If you give it out with the same calendar frequency, then making exhaustion come back on a short (overnight) rest is a no-change.I'm not against this, but I am curious why. The only two points of attrition that have the potential to last longer than a single long rest currently in the 5e rules are exhaustion and spent HD.
With an exploration heavy campaign, exhaustion is something that can come into play as a penalty for player decisions or for failure from "skill challenge" type of scenes. Say a bad survival role for choosing a camp and dealing with a flash flood and needing save selves, mounts, gears, wagons.
Having a level of exhaustion cured with a short rest takes all the sting out of it unless I'm giving it out with more frequency, or giving out multiple levels based on the severity of failure.
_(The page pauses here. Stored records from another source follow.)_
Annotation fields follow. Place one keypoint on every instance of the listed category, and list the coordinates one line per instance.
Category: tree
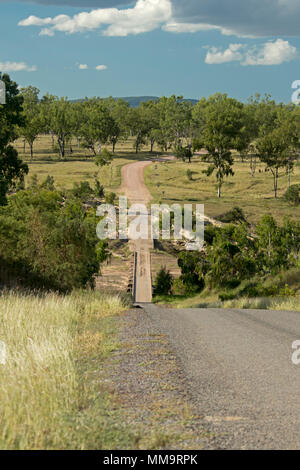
(61, 122)
(32, 116)
(163, 282)
(150, 114)
(139, 127)
(45, 108)
(12, 169)
(184, 153)
(97, 126)
(274, 149)
(119, 110)
(223, 130)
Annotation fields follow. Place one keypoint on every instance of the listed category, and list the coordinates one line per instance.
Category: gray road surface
(240, 372)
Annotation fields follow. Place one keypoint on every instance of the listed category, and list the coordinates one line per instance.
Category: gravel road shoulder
(152, 391)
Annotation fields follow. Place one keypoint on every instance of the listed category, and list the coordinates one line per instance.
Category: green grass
(169, 183)
(52, 386)
(79, 165)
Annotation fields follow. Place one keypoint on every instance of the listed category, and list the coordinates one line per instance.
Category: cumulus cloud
(145, 16)
(78, 3)
(16, 67)
(216, 56)
(240, 17)
(270, 53)
(251, 18)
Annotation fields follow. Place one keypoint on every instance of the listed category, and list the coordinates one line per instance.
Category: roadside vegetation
(58, 161)
(53, 393)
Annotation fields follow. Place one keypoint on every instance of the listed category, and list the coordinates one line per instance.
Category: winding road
(238, 363)
(134, 187)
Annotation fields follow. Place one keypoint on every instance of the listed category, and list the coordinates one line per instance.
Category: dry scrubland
(78, 166)
(169, 183)
(52, 386)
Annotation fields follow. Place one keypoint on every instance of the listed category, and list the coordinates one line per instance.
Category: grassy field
(52, 387)
(168, 183)
(77, 166)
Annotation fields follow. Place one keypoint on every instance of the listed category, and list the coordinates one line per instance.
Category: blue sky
(152, 47)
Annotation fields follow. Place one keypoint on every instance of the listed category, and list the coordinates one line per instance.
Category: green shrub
(292, 195)
(47, 241)
(163, 282)
(235, 215)
(287, 291)
(226, 296)
(189, 175)
(110, 198)
(99, 189)
(82, 190)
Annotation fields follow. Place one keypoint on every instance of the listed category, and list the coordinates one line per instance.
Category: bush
(99, 189)
(163, 282)
(110, 198)
(235, 215)
(189, 175)
(82, 190)
(287, 292)
(292, 195)
(48, 242)
(226, 296)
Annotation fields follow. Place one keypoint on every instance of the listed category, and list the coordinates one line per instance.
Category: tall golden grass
(41, 388)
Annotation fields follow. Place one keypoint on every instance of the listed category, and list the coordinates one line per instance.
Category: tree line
(259, 130)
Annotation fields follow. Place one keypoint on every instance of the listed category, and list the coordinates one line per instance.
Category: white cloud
(216, 56)
(270, 53)
(174, 27)
(16, 67)
(145, 16)
(46, 32)
(249, 18)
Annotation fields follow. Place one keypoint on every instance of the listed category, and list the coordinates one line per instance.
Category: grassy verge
(211, 301)
(168, 182)
(52, 386)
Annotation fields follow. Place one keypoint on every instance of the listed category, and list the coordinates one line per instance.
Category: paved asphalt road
(239, 368)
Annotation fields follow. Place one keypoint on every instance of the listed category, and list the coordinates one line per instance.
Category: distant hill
(135, 101)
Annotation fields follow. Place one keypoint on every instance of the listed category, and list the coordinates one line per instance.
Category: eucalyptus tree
(33, 124)
(119, 110)
(12, 169)
(98, 125)
(223, 130)
(61, 123)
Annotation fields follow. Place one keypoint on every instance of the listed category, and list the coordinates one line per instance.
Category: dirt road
(134, 187)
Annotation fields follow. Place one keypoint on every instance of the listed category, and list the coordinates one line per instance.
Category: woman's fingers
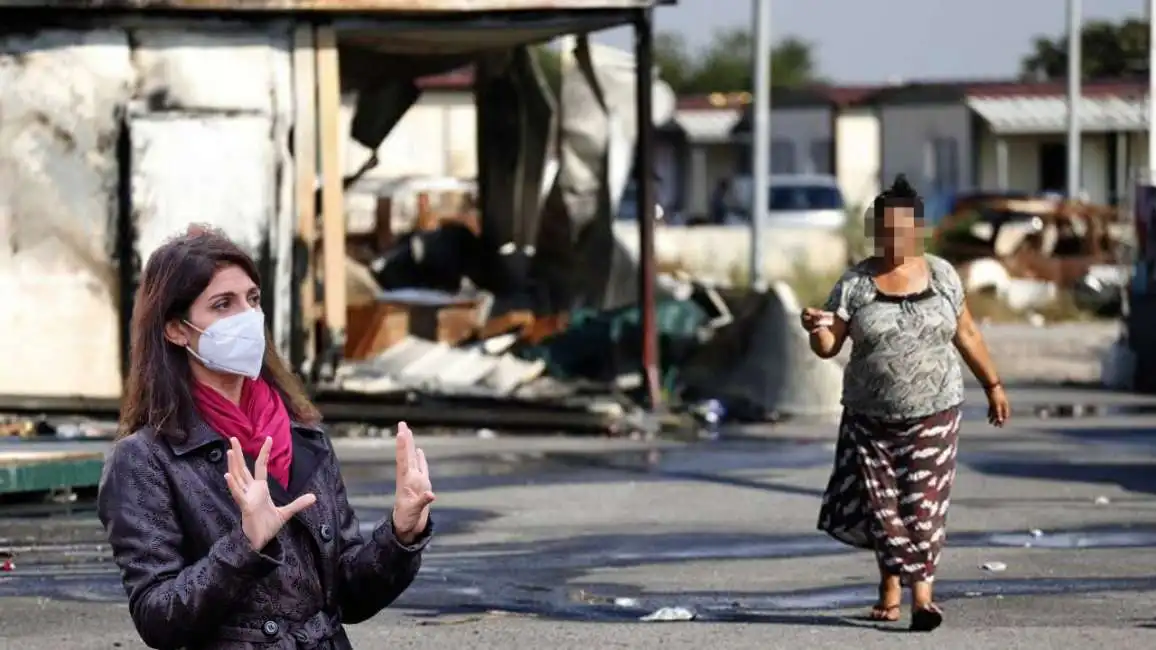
(407, 458)
(235, 489)
(297, 504)
(261, 468)
(423, 466)
(237, 464)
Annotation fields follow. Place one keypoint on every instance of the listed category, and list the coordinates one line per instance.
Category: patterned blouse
(903, 362)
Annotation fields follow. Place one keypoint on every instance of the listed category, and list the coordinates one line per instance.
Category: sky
(879, 41)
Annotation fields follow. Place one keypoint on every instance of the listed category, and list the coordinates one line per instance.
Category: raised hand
(415, 493)
(814, 319)
(260, 518)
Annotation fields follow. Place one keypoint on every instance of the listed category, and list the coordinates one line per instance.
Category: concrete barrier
(720, 255)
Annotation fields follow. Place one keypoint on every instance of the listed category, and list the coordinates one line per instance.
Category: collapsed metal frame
(317, 140)
(321, 354)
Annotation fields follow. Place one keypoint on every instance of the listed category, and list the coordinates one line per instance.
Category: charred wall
(113, 137)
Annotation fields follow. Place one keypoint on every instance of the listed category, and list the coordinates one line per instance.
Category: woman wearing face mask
(222, 499)
(905, 316)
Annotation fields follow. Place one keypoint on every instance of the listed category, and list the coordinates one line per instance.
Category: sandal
(884, 613)
(926, 618)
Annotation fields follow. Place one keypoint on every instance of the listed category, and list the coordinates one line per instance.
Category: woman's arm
(971, 346)
(828, 341)
(373, 573)
(172, 603)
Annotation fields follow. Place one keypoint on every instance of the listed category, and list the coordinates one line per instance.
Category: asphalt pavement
(564, 543)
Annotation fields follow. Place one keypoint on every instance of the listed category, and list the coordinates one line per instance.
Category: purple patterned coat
(194, 582)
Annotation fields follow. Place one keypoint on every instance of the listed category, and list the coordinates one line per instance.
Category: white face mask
(234, 345)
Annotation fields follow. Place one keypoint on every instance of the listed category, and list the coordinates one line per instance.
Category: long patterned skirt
(890, 489)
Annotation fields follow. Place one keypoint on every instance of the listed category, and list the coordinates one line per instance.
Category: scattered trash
(669, 614)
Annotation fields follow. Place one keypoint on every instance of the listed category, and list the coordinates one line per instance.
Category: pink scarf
(260, 414)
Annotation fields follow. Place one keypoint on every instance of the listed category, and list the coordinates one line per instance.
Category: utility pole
(1075, 27)
(1151, 91)
(761, 139)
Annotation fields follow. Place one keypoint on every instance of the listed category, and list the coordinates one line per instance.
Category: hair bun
(901, 187)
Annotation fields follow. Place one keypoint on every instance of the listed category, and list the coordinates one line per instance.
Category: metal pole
(1075, 28)
(644, 181)
(761, 140)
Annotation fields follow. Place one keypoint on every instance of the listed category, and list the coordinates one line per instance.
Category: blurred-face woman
(905, 316)
(222, 499)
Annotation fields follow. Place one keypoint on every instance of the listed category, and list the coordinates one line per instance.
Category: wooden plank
(333, 204)
(304, 64)
(28, 466)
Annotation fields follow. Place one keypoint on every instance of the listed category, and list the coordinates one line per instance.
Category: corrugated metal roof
(708, 126)
(334, 5)
(1029, 115)
(434, 368)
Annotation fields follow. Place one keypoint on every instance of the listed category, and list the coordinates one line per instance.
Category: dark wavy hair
(157, 391)
(901, 194)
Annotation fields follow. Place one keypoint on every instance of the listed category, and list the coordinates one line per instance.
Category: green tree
(725, 65)
(1109, 51)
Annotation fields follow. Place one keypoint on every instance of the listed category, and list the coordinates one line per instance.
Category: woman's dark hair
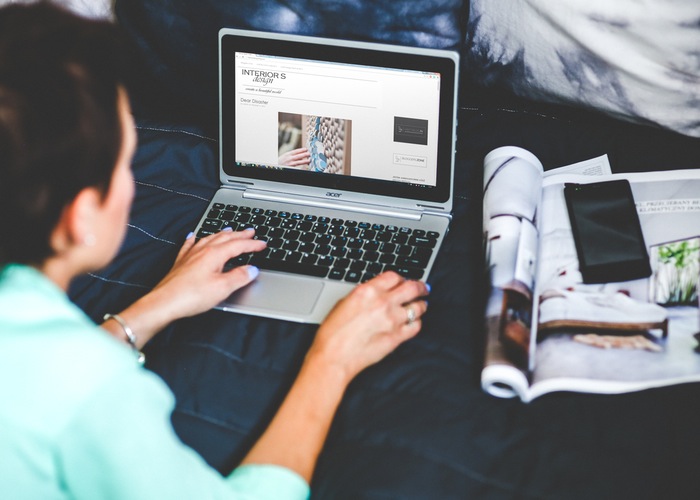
(60, 130)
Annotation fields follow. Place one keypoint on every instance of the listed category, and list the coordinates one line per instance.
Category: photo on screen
(314, 143)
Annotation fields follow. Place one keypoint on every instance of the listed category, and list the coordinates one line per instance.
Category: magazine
(546, 330)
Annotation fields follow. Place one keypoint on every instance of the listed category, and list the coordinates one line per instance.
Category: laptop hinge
(335, 205)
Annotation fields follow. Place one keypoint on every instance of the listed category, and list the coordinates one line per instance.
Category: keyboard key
(336, 273)
(411, 273)
(353, 276)
(291, 267)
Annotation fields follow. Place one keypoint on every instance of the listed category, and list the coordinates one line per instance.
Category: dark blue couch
(417, 425)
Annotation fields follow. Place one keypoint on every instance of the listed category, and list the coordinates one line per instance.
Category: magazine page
(629, 335)
(512, 189)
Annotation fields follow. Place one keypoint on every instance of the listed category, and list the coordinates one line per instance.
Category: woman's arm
(361, 330)
(180, 294)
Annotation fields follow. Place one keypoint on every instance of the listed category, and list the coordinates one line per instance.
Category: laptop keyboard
(325, 247)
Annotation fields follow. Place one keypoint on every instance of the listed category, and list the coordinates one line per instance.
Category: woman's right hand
(370, 323)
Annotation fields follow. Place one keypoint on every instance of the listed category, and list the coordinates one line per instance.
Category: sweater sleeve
(121, 444)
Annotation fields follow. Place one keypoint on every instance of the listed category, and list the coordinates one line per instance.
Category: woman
(79, 416)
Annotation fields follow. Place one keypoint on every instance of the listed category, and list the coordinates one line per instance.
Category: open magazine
(547, 330)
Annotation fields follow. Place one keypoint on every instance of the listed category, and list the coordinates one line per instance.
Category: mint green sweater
(80, 419)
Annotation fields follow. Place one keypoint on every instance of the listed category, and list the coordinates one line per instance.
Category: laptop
(341, 155)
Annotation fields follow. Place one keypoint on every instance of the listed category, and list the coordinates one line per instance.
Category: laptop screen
(368, 118)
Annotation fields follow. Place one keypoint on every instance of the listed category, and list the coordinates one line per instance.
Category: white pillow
(632, 58)
(89, 8)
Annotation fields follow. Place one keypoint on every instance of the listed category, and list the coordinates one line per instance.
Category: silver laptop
(341, 155)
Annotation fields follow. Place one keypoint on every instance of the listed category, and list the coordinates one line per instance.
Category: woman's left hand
(195, 284)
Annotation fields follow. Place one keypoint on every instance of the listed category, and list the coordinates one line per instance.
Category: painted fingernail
(253, 272)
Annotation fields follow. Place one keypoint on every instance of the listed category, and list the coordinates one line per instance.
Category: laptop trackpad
(280, 292)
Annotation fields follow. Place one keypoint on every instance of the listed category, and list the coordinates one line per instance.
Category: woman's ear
(77, 224)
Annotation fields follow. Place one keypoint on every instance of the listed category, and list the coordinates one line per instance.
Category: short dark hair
(60, 130)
The latter I'm not against if there's a good reason to clear it up quicker. Actually, I probably like it better now that I'm examining the idea.
But what brought it up the suggestion?
If you give it out with the same encounter frequency, then making exhaustion come back on a long (week) rest is a no-change.
Ie, imagine non-gritty rests. You are force marching for a day. Do you get 1 level of exhaustion? Well this has no effect if you still get a night's rest.
Now imagine gritty rests. You stay up overnight. Does this result in a level of exhaustion? If so, then staying up overnight becomes ridiculously more expensive; in standard, staying up overnight for a night, then sleeping, then repeating this cycle every 2 days is stable. In this new system, that same narrative set of actions results in death after a few weeks.
My personal system -- 3/8 chance each spent d8 HD comes back overnight, 1 HD can be burned to recover exhaustion overnight -- is somewhere in the middle at low levels, and approaches the "more generous" one at higher levels.